# Invert Syrup



## colinw (9/8/05)

A friend who owns a commercial bakery gave me a bucket of commercial Invert Syrup.

Anyone know the extract potential of this stuff so I can calculate its contribution to my OG?

cheers,
Colin


----------



## Kai (9/8/05)

A commercial bucket of invert syrup should (hopefully) have the DE (dextrose equivalent) printed on the side. I'm not 100% how it works, but I think the DE is a measure of %w/w. You might be able to base the extract potential on that.


----------



## colinw (9/8/05)

Kai said:


> A commercial bucket of invert syrup should (hopefully) have the DE (dextrose equivalent) printed on the side. I'm not 100% how it works, but I think the DE is a measure of %w/w. You might be able to base the extract potential on that.
> [post="70915"][/post]​


Alas, it is unmarked.
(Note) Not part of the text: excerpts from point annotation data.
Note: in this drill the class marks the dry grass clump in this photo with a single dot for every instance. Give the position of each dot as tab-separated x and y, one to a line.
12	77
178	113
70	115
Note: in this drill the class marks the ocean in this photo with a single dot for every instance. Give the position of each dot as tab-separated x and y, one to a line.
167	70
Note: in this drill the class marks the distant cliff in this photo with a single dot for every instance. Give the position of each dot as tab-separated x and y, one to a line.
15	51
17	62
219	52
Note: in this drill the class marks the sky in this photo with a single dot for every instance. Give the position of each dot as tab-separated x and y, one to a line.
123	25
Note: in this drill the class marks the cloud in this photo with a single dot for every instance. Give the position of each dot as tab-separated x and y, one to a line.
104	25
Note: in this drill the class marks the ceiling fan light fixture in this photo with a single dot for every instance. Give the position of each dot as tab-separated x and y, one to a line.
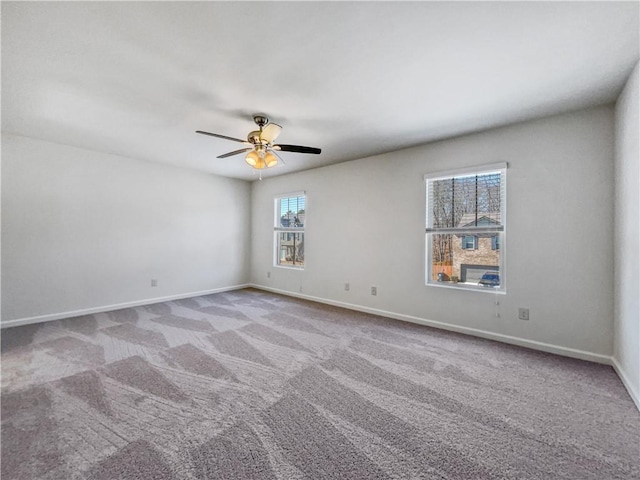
253	158
260	160
270	159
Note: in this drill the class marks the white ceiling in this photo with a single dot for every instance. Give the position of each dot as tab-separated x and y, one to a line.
355	79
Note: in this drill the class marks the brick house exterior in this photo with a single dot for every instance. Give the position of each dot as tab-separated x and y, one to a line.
482	250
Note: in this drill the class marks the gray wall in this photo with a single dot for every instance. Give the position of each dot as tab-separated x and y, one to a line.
365	226
627	246
86	230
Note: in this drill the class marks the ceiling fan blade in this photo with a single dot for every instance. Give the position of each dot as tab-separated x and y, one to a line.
235	152
271	132
297	149
221	136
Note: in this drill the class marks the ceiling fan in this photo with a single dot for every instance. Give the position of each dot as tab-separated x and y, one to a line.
259	143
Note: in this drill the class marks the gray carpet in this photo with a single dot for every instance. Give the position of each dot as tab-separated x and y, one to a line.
250	385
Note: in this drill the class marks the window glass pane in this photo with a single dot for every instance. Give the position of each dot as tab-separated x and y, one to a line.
478	265
467	201
290	249
291	212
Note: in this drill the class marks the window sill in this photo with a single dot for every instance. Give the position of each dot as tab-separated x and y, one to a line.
289	267
469	287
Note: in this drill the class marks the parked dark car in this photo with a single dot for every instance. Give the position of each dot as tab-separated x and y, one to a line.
490	279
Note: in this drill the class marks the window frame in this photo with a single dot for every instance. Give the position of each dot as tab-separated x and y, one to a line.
278	229
501	231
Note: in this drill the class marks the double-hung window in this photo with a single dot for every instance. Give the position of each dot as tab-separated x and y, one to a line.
290	218
465	227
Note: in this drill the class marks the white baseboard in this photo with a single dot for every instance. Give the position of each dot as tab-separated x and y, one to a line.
522	342
625	381
107	308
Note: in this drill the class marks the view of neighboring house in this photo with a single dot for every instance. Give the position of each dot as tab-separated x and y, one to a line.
292	243
470	254
476	253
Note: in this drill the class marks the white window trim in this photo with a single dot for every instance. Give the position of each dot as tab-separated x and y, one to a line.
278	230
500	167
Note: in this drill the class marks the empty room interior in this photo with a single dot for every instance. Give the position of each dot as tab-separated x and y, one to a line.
320	240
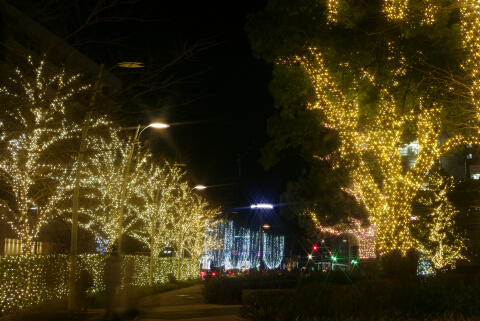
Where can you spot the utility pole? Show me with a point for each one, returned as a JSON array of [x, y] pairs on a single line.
[[73, 245]]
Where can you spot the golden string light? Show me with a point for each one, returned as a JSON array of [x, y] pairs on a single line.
[[102, 179], [445, 245], [366, 238], [388, 191], [31, 133]]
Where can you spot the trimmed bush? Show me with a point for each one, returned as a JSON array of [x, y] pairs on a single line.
[[27, 281]]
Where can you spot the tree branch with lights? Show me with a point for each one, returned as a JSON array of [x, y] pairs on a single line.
[[35, 167]]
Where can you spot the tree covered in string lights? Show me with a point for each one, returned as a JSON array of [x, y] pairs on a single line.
[[188, 223], [156, 189], [102, 178], [379, 75], [36, 132], [438, 235]]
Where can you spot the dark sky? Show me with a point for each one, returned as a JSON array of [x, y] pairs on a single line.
[[222, 149]]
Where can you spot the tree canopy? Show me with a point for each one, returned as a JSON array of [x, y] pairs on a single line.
[[379, 75]]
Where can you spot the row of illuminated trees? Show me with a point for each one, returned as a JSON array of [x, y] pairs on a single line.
[[40, 128], [377, 76]]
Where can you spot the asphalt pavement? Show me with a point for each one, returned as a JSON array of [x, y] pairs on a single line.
[[181, 304]]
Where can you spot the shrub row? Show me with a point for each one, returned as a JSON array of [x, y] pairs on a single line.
[[444, 298], [27, 281]]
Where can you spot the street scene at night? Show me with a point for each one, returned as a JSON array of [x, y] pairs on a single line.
[[240, 160]]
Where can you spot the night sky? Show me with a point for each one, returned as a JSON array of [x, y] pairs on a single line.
[[225, 129], [223, 132]]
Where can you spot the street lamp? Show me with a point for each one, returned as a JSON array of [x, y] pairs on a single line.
[[73, 244], [125, 179], [261, 207]]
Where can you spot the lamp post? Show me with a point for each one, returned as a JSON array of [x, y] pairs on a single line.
[[125, 179], [261, 207], [73, 243]]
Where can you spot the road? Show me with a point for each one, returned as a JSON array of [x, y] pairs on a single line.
[[182, 304]]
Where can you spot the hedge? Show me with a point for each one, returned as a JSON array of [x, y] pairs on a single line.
[[27, 281]]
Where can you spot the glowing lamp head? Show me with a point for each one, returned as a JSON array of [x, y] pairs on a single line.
[[261, 206], [159, 125], [131, 64]]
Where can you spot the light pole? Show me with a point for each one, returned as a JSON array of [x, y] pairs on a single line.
[[126, 177], [261, 207], [73, 243]]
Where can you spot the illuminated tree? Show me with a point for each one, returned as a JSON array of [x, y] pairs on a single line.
[[102, 179], [189, 220], [35, 166], [365, 236], [442, 243], [379, 75], [156, 189]]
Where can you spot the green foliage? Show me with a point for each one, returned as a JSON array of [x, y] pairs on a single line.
[[443, 298], [28, 281]]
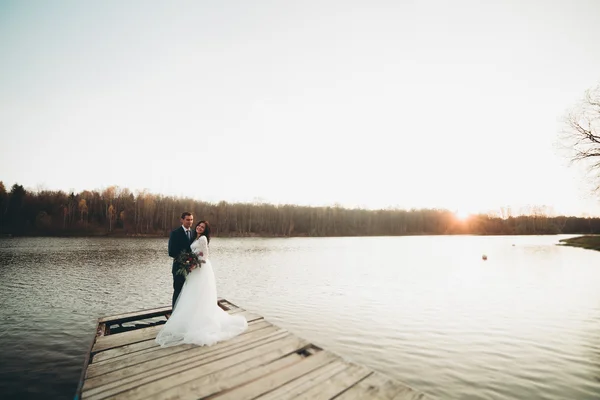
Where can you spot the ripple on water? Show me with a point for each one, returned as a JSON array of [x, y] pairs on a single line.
[[424, 310]]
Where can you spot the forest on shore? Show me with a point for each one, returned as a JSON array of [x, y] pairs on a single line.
[[117, 211]]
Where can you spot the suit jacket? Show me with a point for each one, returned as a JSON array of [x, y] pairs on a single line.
[[179, 242]]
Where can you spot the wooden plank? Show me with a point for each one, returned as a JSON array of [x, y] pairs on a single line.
[[149, 382], [121, 339], [158, 352], [135, 315], [376, 386], [139, 335], [278, 378], [225, 380], [409, 393], [125, 352], [336, 384], [302, 384], [150, 313], [179, 361]]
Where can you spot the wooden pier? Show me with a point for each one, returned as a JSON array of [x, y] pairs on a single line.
[[265, 362]]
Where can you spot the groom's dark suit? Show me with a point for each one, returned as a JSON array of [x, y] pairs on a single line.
[[178, 242]]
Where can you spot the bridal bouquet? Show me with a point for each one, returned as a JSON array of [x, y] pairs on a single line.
[[187, 261]]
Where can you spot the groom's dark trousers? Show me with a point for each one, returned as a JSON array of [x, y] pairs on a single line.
[[178, 242]]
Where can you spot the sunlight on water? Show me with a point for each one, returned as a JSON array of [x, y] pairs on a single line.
[[426, 310]]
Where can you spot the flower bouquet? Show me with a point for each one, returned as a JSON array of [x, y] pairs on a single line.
[[187, 261]]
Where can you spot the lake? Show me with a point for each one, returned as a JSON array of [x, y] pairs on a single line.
[[426, 310]]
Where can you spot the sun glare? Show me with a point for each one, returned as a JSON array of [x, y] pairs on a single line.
[[462, 215]]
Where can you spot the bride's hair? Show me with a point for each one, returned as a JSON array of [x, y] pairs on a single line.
[[206, 230]]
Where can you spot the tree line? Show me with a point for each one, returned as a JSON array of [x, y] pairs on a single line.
[[118, 212]]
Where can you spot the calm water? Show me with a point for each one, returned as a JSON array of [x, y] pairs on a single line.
[[525, 324]]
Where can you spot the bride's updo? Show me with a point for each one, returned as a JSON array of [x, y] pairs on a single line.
[[206, 230]]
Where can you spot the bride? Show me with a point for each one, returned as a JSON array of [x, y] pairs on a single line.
[[196, 318]]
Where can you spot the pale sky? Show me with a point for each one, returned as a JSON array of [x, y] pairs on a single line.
[[450, 104]]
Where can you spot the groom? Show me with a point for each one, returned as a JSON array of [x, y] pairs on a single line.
[[179, 241]]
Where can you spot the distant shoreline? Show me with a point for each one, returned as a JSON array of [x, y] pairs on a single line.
[[584, 241], [590, 242]]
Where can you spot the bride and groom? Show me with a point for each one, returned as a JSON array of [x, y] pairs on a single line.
[[196, 317]]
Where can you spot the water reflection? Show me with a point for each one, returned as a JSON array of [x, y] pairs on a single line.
[[426, 310]]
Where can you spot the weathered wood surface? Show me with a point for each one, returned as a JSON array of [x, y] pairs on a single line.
[[265, 362]]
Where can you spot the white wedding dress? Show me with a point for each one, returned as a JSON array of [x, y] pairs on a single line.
[[196, 318]]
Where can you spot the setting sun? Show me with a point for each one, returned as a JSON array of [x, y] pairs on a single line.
[[462, 215]]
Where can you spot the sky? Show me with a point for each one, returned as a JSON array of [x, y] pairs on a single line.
[[372, 104]]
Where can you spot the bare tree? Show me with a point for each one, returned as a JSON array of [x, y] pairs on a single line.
[[581, 135]]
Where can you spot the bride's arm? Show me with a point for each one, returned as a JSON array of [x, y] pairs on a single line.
[[203, 255]]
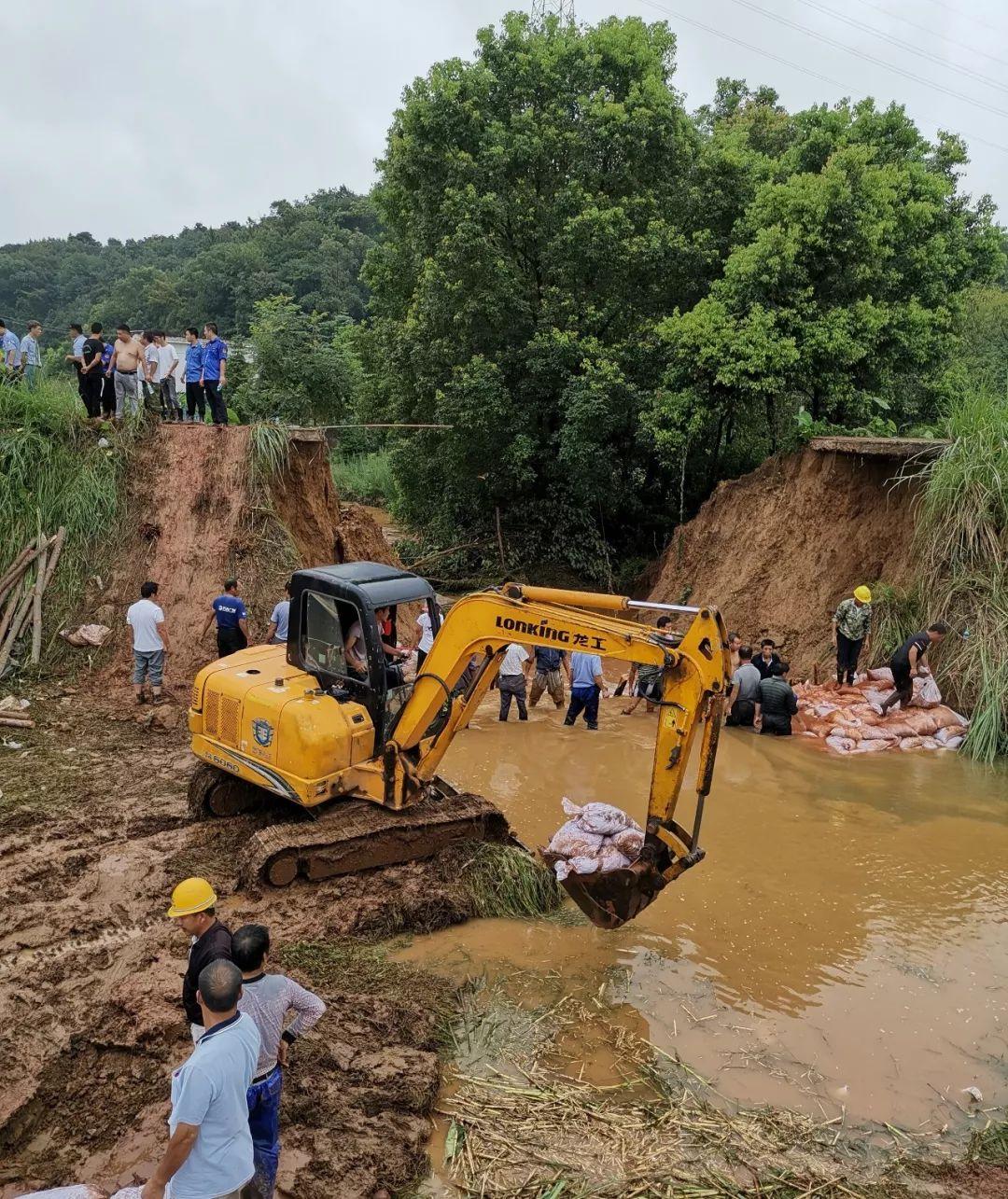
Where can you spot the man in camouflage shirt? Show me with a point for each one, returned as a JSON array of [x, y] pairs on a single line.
[[851, 632]]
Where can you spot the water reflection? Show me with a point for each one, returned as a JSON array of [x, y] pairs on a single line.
[[847, 929]]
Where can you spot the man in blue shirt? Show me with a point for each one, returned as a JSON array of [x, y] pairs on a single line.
[[9, 348], [76, 357], [231, 619], [210, 1147], [587, 684], [30, 354], [215, 374], [196, 398]]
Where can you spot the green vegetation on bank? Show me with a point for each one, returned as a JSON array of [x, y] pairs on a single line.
[[54, 472], [614, 303]]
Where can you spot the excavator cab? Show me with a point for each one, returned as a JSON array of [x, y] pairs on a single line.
[[335, 634]]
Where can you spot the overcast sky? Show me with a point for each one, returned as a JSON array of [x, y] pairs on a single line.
[[127, 118]]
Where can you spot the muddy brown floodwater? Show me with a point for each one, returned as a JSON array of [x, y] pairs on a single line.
[[843, 949]]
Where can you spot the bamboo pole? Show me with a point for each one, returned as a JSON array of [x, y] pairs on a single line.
[[57, 543], [36, 606], [13, 632]]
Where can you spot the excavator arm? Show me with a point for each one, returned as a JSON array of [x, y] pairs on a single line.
[[695, 665]]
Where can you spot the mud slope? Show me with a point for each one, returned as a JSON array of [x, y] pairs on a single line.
[[196, 516], [777, 548]]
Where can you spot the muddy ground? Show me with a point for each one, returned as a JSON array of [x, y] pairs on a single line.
[[93, 833]]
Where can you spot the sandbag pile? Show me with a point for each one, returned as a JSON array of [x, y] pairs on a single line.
[[597, 837], [845, 718]]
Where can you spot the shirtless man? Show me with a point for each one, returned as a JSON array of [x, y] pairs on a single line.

I think he transferred it into another container.


----------



## wessmith (9/8/05)

Kai, go with the same index as sugar

Wes


----------



## AndrewQLD (9/8/05)

> colinw Posted Today, 05:14 PM
> A friend who owns a commercial bakery gave me a bucket of commercial Invert Syrup.
> 
> Anyone know the extract potential of this stuff so I can calculate its contribution to my OG?
> ...


Invert sugar has a yield potential of 1.046 as Wes pointed out, the same as normal sugar.

cheers
Andrew


----------